Thank goodness I had the smart idea to stay in the room. About five minutes later, instead of melting, the whole thing just... exploded. Luckily, the glass didn't go far, but it DID burst into flames. Huge, tall flames.
In a panic, I turned off the stove... but the flames had caught the candle wax and were still going strong. I was home alone, I didn't know anything about gas-powered stoves, and I was pretty sure I was going to die.
So I called 911. The polite operator told me to pack up my animals and, pardon my acronomic language, GTFO. I did, shaking and scared the whole time.
The firefighters got here fast. I'm sure they couldn't help but laugh at the terrified housewife who thought her stove was going to explode and kill her. The fire was a measly two inches high by the time they arrived, and went out while they were there. They were nice enough to clean the wax off my stove and refused the Girl Scout cookies I offered them in thanks.
Then I had the fun task of calling my husband and explaining how I'd almost burned the house down and had to call the fire department.

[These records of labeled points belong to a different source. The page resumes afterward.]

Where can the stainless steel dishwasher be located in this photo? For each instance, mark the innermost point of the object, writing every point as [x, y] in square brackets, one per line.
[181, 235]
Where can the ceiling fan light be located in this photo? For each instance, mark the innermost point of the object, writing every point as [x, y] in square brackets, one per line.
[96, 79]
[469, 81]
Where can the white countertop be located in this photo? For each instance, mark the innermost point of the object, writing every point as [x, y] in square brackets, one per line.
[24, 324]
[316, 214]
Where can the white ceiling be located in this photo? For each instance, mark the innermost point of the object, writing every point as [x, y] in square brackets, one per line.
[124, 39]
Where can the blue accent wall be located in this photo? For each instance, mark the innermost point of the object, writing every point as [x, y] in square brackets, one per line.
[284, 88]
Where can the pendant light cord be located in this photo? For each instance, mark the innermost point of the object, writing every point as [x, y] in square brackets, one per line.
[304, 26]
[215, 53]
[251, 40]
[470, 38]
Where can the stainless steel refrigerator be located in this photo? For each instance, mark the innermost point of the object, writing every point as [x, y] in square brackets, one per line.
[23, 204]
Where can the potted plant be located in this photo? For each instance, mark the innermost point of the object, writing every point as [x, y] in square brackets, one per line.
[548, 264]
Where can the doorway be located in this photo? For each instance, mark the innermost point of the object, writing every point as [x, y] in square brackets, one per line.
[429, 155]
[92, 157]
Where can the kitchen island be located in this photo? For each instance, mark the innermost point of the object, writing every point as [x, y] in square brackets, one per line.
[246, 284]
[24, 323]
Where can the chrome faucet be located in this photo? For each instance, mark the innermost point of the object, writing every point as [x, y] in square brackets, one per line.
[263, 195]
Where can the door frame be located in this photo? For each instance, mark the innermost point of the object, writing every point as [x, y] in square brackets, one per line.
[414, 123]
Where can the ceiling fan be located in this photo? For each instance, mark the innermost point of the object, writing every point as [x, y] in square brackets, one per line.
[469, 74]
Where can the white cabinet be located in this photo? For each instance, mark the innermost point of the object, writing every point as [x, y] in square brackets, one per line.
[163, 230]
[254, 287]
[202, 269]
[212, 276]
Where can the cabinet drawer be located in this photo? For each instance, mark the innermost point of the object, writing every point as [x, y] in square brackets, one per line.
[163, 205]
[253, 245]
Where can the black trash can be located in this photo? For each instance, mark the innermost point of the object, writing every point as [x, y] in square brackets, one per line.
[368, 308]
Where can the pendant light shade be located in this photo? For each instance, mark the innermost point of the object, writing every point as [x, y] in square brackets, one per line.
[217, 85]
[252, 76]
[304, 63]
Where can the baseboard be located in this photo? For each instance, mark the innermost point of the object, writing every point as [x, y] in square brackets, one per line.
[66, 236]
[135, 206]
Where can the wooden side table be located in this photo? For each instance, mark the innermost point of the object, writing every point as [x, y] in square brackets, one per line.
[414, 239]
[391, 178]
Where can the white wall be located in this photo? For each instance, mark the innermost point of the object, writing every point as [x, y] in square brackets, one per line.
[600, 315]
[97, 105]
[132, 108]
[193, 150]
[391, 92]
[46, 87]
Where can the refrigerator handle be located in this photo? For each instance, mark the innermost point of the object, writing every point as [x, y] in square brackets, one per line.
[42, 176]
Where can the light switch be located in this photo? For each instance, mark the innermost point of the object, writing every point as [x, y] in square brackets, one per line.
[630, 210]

He still teases me about it, almost a year later. Also, I'm not allowed to try "projects" while I'm home alone. (My idea, not his).
Also also, I am now petrified of exploding glass, and can't turn on that burner without flinching.
I think my favorite part of the whole thing is how utterly dumb it was to even try in retrospect. Yet, at the time, it seemed like a perfectly valid thing to do (obviously).
Have you ever had a "great" idea go horribly wrong?